How can I access S3 Requester Pays buckets from AWS Glue, Amazon EMR, or Athena?

Last updated: 2020-07-08

How can I access an Amazon Simple Storage Service (Amazon S3) Requester Pays bucket from AWS Glue, Amazon EMR, or Amazon Athena?

Short description

To access S3 buckets that have Requester Pays enabled, all requests to the bucket must have the Requester Pays header.

Resolution

AWS Glue

AWS Glue requests to Amazon S3 don't include the Requester Pays header by default. Without this header, an API call to a Requester Pays bucket fails with an AccessDenied exception. To add the Requester Pays header to an ETL script, use hadoopConfiguration().set() to enable fs.s3.useRequesterPaysHeader on the GlueContext variable or the Apache Spark session variable.

GlueContext:

glueContext._jsc.hadoopConfiguration().set("fs.s3.useRequesterPaysHeader","true")

Spark session:

spark._jsc.hadoopConfiguration().set("fs.s3.useRequesterPaysHeader","true")

The following is an example of how to use the header in an ETL script. Replace these values:

database_name: the name of your database
your_table_name: the name of your table
s3://awsdoc-example-bucket/path-to-source-location/: the path to the source bucket
s3://awsdoc-example-bucket/path-to-target-location/: the path to the destination bucket

import sys
from awsglue.transforms import *
from awsglue.utils import getResolvedOptions
from pyspark.context import SparkContext
from awsglue.context import GlueContext
from awsglue.job import Job
from awsglue.dynamicframe import DynamicFrame

## @params: [JOB_NAME]
args = getResolvedOptions(sys.argv, ['JOB_NAME'])

sc = SparkContext()
glueContext = GlueContext(sc)
spark = glueContext.spark_session
job = Job(glueContext)
job.init(args['JOB_NAME'], args)

spark._jsc.hadoopConfiguration().set("fs.s3.useRequesterPaysHeader","true")
# glueContext._jsc.hadoopConfiguration().set("fs.s3.useRequesterPaysHeader","true")

##AWS Glue DynamicFrame read and write
datasource0 = glueContext.create_dynamic_frame.from_catalog(database = "your_database_name", table_name = "your_table_name", transformation_ctx = "datasource0")
datasource0.show()
datasink = glueContext.write_dynamic_frame.from_options(frame = datasource0, connection_type = "s3", connection_options = {"path":"s3://awsdoc-example-bucket/path-to-source-location/"}, format = "csv")
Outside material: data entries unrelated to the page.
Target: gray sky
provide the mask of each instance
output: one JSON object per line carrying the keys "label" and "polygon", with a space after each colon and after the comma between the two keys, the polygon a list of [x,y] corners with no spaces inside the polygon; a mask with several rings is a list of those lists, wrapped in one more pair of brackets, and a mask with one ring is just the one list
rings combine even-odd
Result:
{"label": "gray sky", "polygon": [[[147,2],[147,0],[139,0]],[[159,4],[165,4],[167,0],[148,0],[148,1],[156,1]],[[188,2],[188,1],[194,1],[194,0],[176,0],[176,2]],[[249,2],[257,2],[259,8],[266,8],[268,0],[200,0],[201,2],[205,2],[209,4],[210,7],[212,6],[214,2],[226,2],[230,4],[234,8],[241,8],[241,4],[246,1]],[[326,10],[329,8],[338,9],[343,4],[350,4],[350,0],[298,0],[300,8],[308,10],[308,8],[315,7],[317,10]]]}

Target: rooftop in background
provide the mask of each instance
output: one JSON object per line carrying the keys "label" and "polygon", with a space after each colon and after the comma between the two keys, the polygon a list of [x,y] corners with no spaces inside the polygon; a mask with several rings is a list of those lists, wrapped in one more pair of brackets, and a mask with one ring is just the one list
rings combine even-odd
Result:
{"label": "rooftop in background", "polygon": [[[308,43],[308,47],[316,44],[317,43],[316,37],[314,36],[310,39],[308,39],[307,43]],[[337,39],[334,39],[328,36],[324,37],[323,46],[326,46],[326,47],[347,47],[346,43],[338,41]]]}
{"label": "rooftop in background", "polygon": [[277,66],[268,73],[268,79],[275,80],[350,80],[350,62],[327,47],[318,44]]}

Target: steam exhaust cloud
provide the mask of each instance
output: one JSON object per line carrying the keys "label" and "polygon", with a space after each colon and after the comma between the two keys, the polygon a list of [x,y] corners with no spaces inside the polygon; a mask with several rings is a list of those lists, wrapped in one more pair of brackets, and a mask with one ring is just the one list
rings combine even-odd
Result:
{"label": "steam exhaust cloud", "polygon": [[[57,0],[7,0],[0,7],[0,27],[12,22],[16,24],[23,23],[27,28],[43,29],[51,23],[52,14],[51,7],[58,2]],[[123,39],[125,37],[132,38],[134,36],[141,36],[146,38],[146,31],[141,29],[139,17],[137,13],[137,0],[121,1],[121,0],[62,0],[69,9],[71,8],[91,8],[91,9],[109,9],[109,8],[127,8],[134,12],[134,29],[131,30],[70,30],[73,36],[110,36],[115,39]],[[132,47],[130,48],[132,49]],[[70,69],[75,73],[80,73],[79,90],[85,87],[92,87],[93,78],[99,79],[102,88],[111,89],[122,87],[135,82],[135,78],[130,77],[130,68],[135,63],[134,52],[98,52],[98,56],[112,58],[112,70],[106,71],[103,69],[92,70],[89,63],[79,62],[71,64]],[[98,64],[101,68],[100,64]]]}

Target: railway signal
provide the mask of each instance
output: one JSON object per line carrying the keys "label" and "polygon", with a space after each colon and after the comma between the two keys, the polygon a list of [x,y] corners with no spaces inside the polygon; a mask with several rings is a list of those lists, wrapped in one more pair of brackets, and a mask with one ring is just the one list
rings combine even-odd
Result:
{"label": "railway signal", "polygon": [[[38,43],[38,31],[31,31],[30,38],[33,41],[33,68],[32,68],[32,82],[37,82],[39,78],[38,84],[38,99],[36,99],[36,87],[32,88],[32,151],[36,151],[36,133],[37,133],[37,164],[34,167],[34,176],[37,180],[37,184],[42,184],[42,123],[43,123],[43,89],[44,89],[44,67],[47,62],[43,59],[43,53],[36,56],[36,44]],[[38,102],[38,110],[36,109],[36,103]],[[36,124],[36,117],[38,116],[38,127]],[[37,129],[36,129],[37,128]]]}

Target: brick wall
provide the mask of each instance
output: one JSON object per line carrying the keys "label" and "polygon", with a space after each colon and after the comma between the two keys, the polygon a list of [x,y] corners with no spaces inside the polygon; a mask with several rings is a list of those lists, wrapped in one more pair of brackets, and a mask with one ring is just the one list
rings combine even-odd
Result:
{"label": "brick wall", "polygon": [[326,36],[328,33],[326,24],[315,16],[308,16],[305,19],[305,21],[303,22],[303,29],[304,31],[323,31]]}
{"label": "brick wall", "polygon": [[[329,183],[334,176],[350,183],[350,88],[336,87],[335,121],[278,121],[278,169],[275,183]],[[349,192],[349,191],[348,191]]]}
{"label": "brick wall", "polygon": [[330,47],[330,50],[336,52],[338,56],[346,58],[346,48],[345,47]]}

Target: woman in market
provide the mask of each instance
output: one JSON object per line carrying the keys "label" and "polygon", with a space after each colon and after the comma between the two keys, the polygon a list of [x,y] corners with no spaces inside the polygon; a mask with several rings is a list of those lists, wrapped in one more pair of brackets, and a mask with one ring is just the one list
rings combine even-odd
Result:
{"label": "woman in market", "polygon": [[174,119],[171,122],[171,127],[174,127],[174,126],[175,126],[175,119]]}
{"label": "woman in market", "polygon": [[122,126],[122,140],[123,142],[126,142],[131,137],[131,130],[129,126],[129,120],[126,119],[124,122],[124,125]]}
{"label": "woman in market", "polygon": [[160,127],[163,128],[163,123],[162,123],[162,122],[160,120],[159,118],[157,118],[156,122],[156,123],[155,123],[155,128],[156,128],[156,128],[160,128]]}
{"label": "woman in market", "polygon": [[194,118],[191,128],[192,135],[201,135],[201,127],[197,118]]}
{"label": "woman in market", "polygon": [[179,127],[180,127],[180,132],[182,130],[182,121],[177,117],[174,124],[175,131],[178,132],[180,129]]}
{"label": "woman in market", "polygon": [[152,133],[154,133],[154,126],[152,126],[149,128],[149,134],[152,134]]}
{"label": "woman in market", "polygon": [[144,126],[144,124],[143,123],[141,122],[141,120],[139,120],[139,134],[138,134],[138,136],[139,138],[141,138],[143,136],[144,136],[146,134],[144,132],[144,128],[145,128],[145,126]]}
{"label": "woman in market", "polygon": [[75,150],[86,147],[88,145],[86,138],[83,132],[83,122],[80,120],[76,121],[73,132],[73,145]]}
##Spark DataFrame read and write
df = spark.read.csv("s3://awsdoc-example-bucket/path-to-source-location/")
df.show()
df.write.csv("s3://awsdoc-example-bucket/path-to-target-location/")

job.commit()

Amazon EMR

Set the following property in /usr/share/aws/emr/emrfs/conf/emrfs-site.xml:

<property>
   <name>fs.s3.useRequesterPaysHeader</name>
   <value>true</value>
</property>

Athena

To allow workgroup members to query Requester Pays buckets, choose Enable queries on Requester Pays buckets in Amazon S3 when you create the workgroup. For more information, see Create a workgroup.